Achieving equity, delivering universal health coverage and ultimately improving health outcomes is going to require a collective effort on the part of a range of stakeholders, not just nurses. It is also going to require much more than a ‘Choosing Wisely’ campaign (soon to be launched in Australia – see O’Callaghan et al. 2015), the aim of which is to encourage doctors to engage in ‘parsimonious medicine’ and to make better treatment choices, reduce risks and, where able through prudent decision making, reduce costs (Tilburt & Cassel, 2013). As argued previously in this column (ANJ 2010, April & August issues) what is also required is a cultural revolution in thinking about: the values of health and healthcare, ageing and death, the kind of reform that is required to ensure a healthcare system that is responsive and well-coordinated to meet the needs of current and future generations, and whether the solutions being proposed by authorities will be effective and just.

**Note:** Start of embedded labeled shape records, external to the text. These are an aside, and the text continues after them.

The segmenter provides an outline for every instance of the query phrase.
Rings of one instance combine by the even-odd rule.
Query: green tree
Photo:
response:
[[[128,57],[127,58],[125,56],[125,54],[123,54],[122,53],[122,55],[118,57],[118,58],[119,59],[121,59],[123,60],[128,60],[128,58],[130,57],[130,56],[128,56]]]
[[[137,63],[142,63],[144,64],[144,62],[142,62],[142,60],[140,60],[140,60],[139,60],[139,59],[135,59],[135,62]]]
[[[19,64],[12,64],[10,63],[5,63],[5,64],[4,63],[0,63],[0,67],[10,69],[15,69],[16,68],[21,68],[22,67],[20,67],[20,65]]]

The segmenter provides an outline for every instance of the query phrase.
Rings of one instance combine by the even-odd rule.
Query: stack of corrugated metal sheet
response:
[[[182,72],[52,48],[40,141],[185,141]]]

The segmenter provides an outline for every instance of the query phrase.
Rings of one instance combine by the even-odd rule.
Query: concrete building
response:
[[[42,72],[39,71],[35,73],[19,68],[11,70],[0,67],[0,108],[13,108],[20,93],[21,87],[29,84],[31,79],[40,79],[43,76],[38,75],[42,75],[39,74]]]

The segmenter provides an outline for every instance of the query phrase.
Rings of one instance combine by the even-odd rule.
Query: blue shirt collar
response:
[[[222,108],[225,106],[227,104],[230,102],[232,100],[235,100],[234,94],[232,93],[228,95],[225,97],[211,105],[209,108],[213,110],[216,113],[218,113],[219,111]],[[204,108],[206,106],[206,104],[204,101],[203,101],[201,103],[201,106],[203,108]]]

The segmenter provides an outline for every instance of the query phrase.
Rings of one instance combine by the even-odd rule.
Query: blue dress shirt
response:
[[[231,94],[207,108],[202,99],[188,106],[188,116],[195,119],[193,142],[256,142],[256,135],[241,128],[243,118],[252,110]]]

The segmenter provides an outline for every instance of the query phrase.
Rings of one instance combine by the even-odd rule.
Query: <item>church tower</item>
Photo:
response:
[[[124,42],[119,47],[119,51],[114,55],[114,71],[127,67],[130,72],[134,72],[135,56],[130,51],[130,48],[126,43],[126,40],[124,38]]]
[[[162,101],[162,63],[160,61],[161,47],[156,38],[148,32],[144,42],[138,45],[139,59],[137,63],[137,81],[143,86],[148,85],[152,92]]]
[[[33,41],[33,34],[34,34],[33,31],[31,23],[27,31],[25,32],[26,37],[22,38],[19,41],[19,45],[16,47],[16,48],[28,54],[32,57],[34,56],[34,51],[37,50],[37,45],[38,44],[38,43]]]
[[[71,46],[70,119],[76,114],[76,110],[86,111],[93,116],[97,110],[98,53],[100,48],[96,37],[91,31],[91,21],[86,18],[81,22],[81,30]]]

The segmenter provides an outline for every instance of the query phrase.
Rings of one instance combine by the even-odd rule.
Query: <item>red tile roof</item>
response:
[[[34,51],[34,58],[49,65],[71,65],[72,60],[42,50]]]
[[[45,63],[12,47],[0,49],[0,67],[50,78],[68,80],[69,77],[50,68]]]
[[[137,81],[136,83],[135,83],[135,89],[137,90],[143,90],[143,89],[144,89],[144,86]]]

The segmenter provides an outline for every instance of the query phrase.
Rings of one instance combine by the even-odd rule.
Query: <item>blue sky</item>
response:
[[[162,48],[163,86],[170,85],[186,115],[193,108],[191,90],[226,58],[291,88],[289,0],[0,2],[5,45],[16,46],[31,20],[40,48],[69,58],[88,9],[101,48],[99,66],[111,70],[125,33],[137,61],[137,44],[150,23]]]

The nursing profession needs to think deeply about these issues. Meanwhile, it is incumbent on nurses in Australia to campaign to promote, protect and preserve Australia’s Medicare scheme. This includes taking collective action to: affirm the value of Medicare, expose the misinformation that is being spread about its sustainability, interpret attacks on it as unfair, and to discredit official channels that are distorting the issues at stake in favour of progressing an ideologically driven agenda for dismantling universal health coverage in Australia and dismissing its humanitarian objectives.